Schwaetzer: Kurz gefasst ist es auf diese Formel zu bringen: neue Formate, neue Orte, Kooperationen, aus den mentalen und gebauten Kirchenmauern hinausgehen zu den Menschen und einen Dialog führen. Wir müssen rauskommen aus der vermeintlich protestantischen Art des Sendens und Empfangens, also des Verkündigens und Zuhörens. Von der Synode soll, so empfehlen es die Scouts, ein Prozess ausgehen, über diese Fragen zu beraten, der dann in die bereits laufenden Veränderungen in den Landeskirchen hineingetragen werden soll. Wir müssen uns stärker auf den Dialog mit der säkularen Gesellschaft konzentrieren.

Wie kann der gelingen?

Schwaetzer: Das braucht ganz offensichtlich eine eigene Herangehensweise. Beim Reformationsjubiläum sind wir mit vielen Menschen ins Gespräch gekommen, die uns eigentlich fernstehen. Das ist neu. Die Neugier, die wir gespürt haben, müssen wir weiter aufrechterhalten. Da stellen sich - abgeleitet aus den Erkenntnissen der Scouts - vier wesentliche Fragen: Wie können wir Menschen motivieren dabeizubleiben? Welche Kommunikation brauchen wir dafür, und können wir richtig zuhören? Welche ökumenische Einheit wollen wir, und was heißt es für uns, wenn wir mit der katholischen Kirche eine "Einheit in versöhnter Verschiedenheit" anstreben?

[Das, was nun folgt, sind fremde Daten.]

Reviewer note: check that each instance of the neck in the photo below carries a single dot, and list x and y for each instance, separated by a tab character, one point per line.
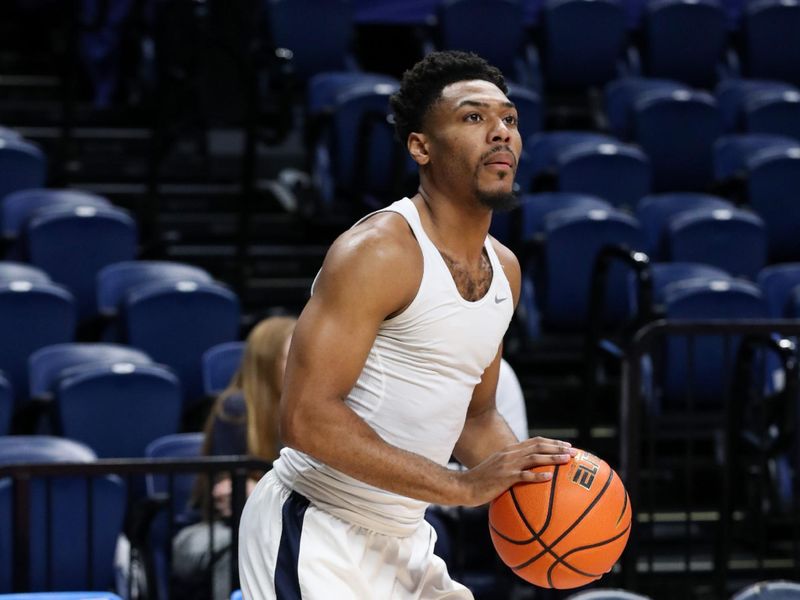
456	227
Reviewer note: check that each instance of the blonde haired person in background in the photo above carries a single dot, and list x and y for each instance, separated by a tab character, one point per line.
243	421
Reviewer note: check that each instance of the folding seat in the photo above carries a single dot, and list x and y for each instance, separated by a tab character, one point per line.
314	45
572	239
6	404
22	166
732	152
48	365
117	409
777	283
774	589
220	363
773	177
616	172
709	235
462	25
677	131
621	95
178	491
685	40
174	323
584	41
733	94
60	519
116	280
32	315
72	244
772	46
774	112
15	271
19	207
357	158
655	212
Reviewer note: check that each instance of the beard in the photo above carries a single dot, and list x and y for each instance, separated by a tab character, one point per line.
498	201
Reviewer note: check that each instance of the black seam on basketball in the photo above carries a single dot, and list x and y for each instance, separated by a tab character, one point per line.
624	506
549	548
563	559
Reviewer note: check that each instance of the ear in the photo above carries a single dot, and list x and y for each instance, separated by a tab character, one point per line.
418	148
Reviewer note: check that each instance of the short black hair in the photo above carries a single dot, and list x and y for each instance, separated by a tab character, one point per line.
422	86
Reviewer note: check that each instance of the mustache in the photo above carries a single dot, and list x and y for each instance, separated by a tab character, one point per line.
505	148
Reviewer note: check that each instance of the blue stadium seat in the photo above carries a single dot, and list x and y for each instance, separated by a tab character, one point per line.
462	25
220	363
734	94
116	280
19	207
685	40
616	172
572	240
178	445
708	235
6	404
732	152
655	212
61	507
176	322
47	365
315	45
621	96
772	178
703	299
31	316
72	244
117	409
774	112
15	271
607	594
769	590
677	131
772	46
584	41
358	157
776	283
22	164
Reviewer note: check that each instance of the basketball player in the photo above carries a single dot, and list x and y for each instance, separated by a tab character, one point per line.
394	363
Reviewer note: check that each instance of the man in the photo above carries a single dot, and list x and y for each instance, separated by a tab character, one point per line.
394	364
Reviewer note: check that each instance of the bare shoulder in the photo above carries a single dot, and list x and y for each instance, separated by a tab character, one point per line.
510	266
379	259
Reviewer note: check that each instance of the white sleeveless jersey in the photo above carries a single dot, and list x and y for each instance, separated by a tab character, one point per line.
415	387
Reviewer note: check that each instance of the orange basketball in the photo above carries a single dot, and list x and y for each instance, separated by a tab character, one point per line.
566	532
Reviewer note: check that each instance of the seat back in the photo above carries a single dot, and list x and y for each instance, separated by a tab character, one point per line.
174	323
59	518
655	212
677	131
22	164
617	173
573	239
772	46
47	365
583	42
72	244
773	181
709	235
685	40
220	363
31	316
118	409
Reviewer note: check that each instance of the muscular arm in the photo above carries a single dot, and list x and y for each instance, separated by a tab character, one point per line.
369	274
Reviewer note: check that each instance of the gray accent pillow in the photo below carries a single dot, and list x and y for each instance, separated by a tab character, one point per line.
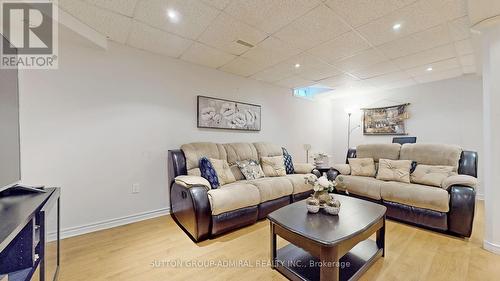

Und schließlich müssen wir all das mit den uns bekannten Herausforderungen zusammenbringen: den abnehmenden Mitgliederzahlen, den perspektivisch zurückgehenden Finanzen und der sehr differenzierten Verbundenheit der Kirchenmitglieder zu ihrer Kirche. Die Synode wird Prioritäten erarbeiten und in einen Prozess einspeisen, in dem der Rat der EKD, die Kirchenkonferenz als Vertretung der Landeskirchen und die Synode Impulse entwickeln, die bis in jede Gemeinde hineinwirken sollen.

"Es ist aber noch nicht offenbar geworden, was wir sein werden", lautet der biblische Untertitel des Synoden-Schwerpunktthemas aus dem 1. Johannesbrief (3,2). Hat die EKD keine Zukunftsvision?

Schwaetzer: Natürlich haben wir die. Wir wollen einen Aufbruch, der natürlich nicht ohne weiteres vergleichbar ist mit dem vor 500 Jahren, der aber dringend notwendig ist. Wir brauchen einen Perspektivwechsel auf Grundlage der vier Leitfragen. Das wird keine leichte Aufgabe.

"Wir können uns schon fragen, was wir auf evangelischer Seite ändern sollen"

Braucht es einen neuen Impuls wie das 2006 von der EKD vorgelegte Papier "Kirche der Freiheit", um Reformen voranzutreiben?

Schwaetzer: Die Diskussion um "Kirche der Freiheit" hat deutlich gemacht, dass wir versuchen müssen, viele mitzunehmen, wenn wir etwas verändern wollen. Deswegen wollen wir eben nicht ein Thesenpapier herausbringen, sondern einen Prozess anstoßen und Fragen stellen statt schon Antworten zu geben. Das geht am Ende alle evangelischen Christinnen und Christen in Deutschland etwas an und alle Ebenen dieser Kirche bis hin zur einzelnen Gemeinde.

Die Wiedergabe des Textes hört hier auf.